U.S. Commodity Futures Trading Commission (CFTC) sharpens its regulatory gaze as it initiated a condensed investigation into cryptocurrency trading platform Binance Holdings Ltd. for probable crypto exchange abuse for insider trading and market manipulation, according to Bloomberg

It seems that even though not everyone can stand its probing scrutiny, the U.S. is feeding its recently found power over tech companies by initiating its latest investigation into Binance, following concerns of the platform’s servers’ location and if the U.S. has any power to impose its authority on the case.

Bloomberg reported on Friday that CFTC watchdogs have been searching for probable witnesses to provide information concerning Binance’s behavior in the U.S. and whether it allows the country’s residents to buy and sell derivatives linked to Bitcoin and other cryptocurrencies.

It is worth highlighting the intensity of the CFTC’s investigation lies with the fact that Binance’s prohibition from conducting any business in the U.S. since it is not registered with the country.

In its defense, the trading platform released a statement addressing the issue by emphasizing the value it holds for its unthreatened saintly guidelines and its customers.   

“At Binance, we have a zero-tolerance policy for insider trading and a strict ethical code related to any type of behavior that could have a negative impact on our customers or industry,” Binance spokesman stated.

“Binance’s security team has long-standing guidelines for investigating wrongdoing and holding workers accountable, with termination being the minimal repercussion,” the spokesperson told Bloomberg.

The Commission’s representative has refused to comment on the matter so far.

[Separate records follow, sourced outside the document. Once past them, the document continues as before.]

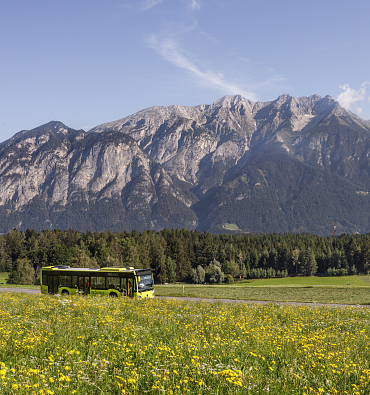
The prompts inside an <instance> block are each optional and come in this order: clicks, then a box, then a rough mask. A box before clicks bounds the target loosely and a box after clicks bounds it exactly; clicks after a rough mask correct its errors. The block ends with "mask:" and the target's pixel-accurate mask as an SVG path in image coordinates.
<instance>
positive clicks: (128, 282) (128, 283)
mask: <svg viewBox="0 0 370 395" xmlns="http://www.w3.org/2000/svg"><path fill="white" fill-rule="evenodd" d="M134 281H135V279H134V278H132V277H129V278H128V279H127V295H128V296H134Z"/></svg>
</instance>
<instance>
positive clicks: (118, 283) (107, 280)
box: [107, 277, 120, 289]
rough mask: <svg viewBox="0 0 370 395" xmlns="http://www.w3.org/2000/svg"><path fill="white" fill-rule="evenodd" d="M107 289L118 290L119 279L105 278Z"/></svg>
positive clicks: (119, 283) (119, 280) (108, 277)
mask: <svg viewBox="0 0 370 395" xmlns="http://www.w3.org/2000/svg"><path fill="white" fill-rule="evenodd" d="M107 288H108V289H119V288H120V278H119V277H107Z"/></svg>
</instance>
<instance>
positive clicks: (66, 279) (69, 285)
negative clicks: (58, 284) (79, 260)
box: [59, 276, 71, 288]
mask: <svg viewBox="0 0 370 395" xmlns="http://www.w3.org/2000/svg"><path fill="white" fill-rule="evenodd" d="M59 286H60V287H68V288H70V287H71V276H60V277H59Z"/></svg>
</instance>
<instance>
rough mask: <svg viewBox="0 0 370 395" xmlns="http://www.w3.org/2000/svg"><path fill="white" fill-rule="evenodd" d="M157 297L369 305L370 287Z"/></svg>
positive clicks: (202, 290) (160, 295)
mask: <svg viewBox="0 0 370 395" xmlns="http://www.w3.org/2000/svg"><path fill="white" fill-rule="evenodd" d="M155 293H156V296H185V297H193V298H216V299H217V298H220V299H244V300H265V301H280V302H302V303H339V304H355V305H357V304H362V305H368V304H370V288H369V287H231V286H217V285H216V286H214V285H211V286H206V285H203V286H196V285H193V286H192V285H186V286H185V287H184V293H183V287H182V286H172V285H162V286H160V285H159V286H156V288H155Z"/></svg>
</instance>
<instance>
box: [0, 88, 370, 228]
mask: <svg viewBox="0 0 370 395" xmlns="http://www.w3.org/2000/svg"><path fill="white" fill-rule="evenodd" d="M369 156H370V121H365V120H363V119H361V118H360V117H358V116H357V115H355V114H353V113H351V112H350V111H348V110H345V109H344V108H342V107H341V106H340V105H339V103H338V102H337V101H335V100H334V99H333V98H331V97H330V96H325V97H321V96H319V95H311V96H308V97H300V98H295V97H293V96H291V95H289V94H283V95H280V96H279V97H278V98H277V99H276V100H274V101H269V102H252V101H250V100H248V99H246V98H244V97H242V96H240V95H234V96H224V97H223V98H220V99H218V100H216V101H215V102H214V103H212V104H208V105H205V104H202V105H198V106H194V107H186V106H179V105H172V106H167V107H161V106H154V107H149V108H147V109H144V110H141V111H139V112H137V113H135V114H132V115H130V116H127V117H124V118H121V119H119V120H117V121H112V122H108V123H105V124H101V125H98V126H96V127H94V128H92V129H90V130H89V131H87V132H86V131H84V130H74V129H71V128H68V127H67V126H66V125H64V124H63V123H61V122H59V121H51V122H49V123H47V124H45V125H42V126H40V127H38V128H35V129H32V130H29V131H27V130H23V131H20V132H19V133H17V134H15V135H14V136H13V137H11V138H10V139H9V140H7V141H4V142H3V143H1V144H0V191H1V192H0V215H1V217H2V218H3V219H4V221H3V224H2V225H0V231H8V230H10V229H12V228H13V227H18V228H22V229H23V228H24V227H29V226H33V227H36V228H37V229H41V228H42V227H48V228H55V227H59V228H66V227H67V228H68V227H74V228H76V229H77V230H82V231H85V230H87V229H89V228H90V229H94V230H103V229H104V230H106V229H111V230H119V231H121V230H132V229H135V228H137V230H141V231H143V230H146V229H160V228H163V227H180V228H181V227H187V228H197V229H201V230H211V231H213V232H222V231H224V228H223V224H224V223H226V222H230V221H231V222H235V223H239V226H240V227H241V228H242V229H243V231H248V232H256V231H257V232H261V231H262V232H268V231H271V230H273V231H276V232H278V231H282V232H284V231H300V232H301V231H303V232H313V233H315V230H316V231H317V232H318V233H320V234H322V233H325V232H327V231H329V228H328V227H329V225H328V224H329V223H330V222H334V221H335V222H336V223H337V227H338V230H340V228H341V227H342V230H343V231H345V232H347V231H348V232H354V231H361V232H365V231H368V230H370V220H369V215H368V214H367V212H368V210H369V202H368V200H369V196H368V191H370V159H369ZM298 168H299V169H300V171H299V172H298V171H297V169H298ZM301 173H302V174H301ZM320 179H321V180H325V182H324V181H323V185H320ZM274 180H279V182H278V183H276V181H274ZM281 186H284V188H282V187H281ZM307 188H308V189H307ZM309 188H316V190H317V192H318V196H320V199H319V200H318V199H317V198H316V197H315V196H314V195H313V194H312V193H311V192H310V191H309ZM299 190H301V191H303V190H305V191H306V195H307V196H306V197H305V196H304V195H303V194H302V193H301V194H300V193H299ZM289 191H290V192H289ZM292 191H295V192H294V193H293V192H292ZM313 202H316V203H315V204H313ZM32 207H33V208H32ZM289 207H290V208H289ZM315 207H316V208H317V209H319V212H320V213H321V214H320V216H318V215H317V214H316V213H315ZM325 207H326V210H327V212H326V211H325V210H324V208H325ZM238 212H239V213H240V215H239V216H238V214H237V213H238ZM358 212H359V213H360V214H361V215H360V216H359V215H358ZM267 213H269V214H268V215H267ZM36 214H37V215H36ZM262 218H264V219H262ZM266 218H270V220H269V221H267V220H266ZM300 218H301V219H302V224H301V225H300V224H299V223H300V222H299V220H300ZM354 219H355V220H354Z"/></svg>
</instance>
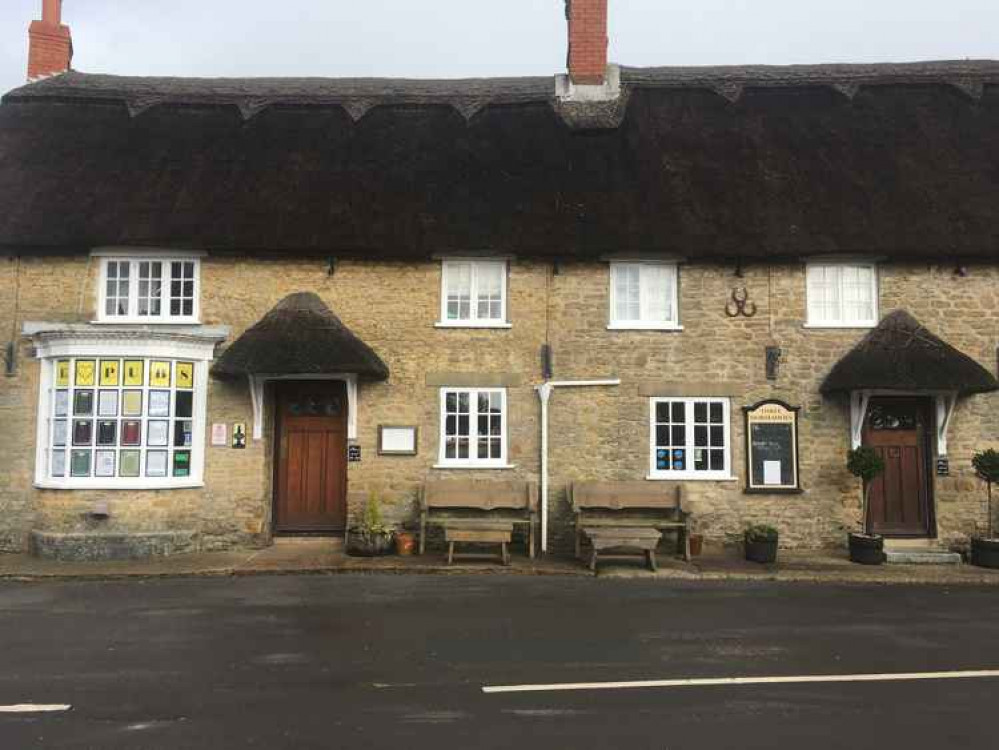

This isn’t the first time the CFTC launches a thorough examination into cryptocurrency, specifically the sales of derivatives connected to cryptocurrency.

As Washington sets its focus on cryptocurrency’s exponential growth and examines its behavior, the Justice Department and Internal Revenue Service unleashed a criminal investigation into whether Binance has been an accomplice in money laundering and tax evasion schemes.

The Justice Department and the CFTC have been studying the platform’s moves for months as both worryingly observe its market behavior concerning links to unlawful conduct, as crypto firms are deviating towards traditional financial services without preserving their consumers’ interest.

If the CFTC’s concerns are in place, then the absence of consumer protections, in addition to regulations, might potentially harm users signing up to safeguard their valuable investments by placing their trust in the hands of the Chinese platform and a multitude of crypto exchange firms.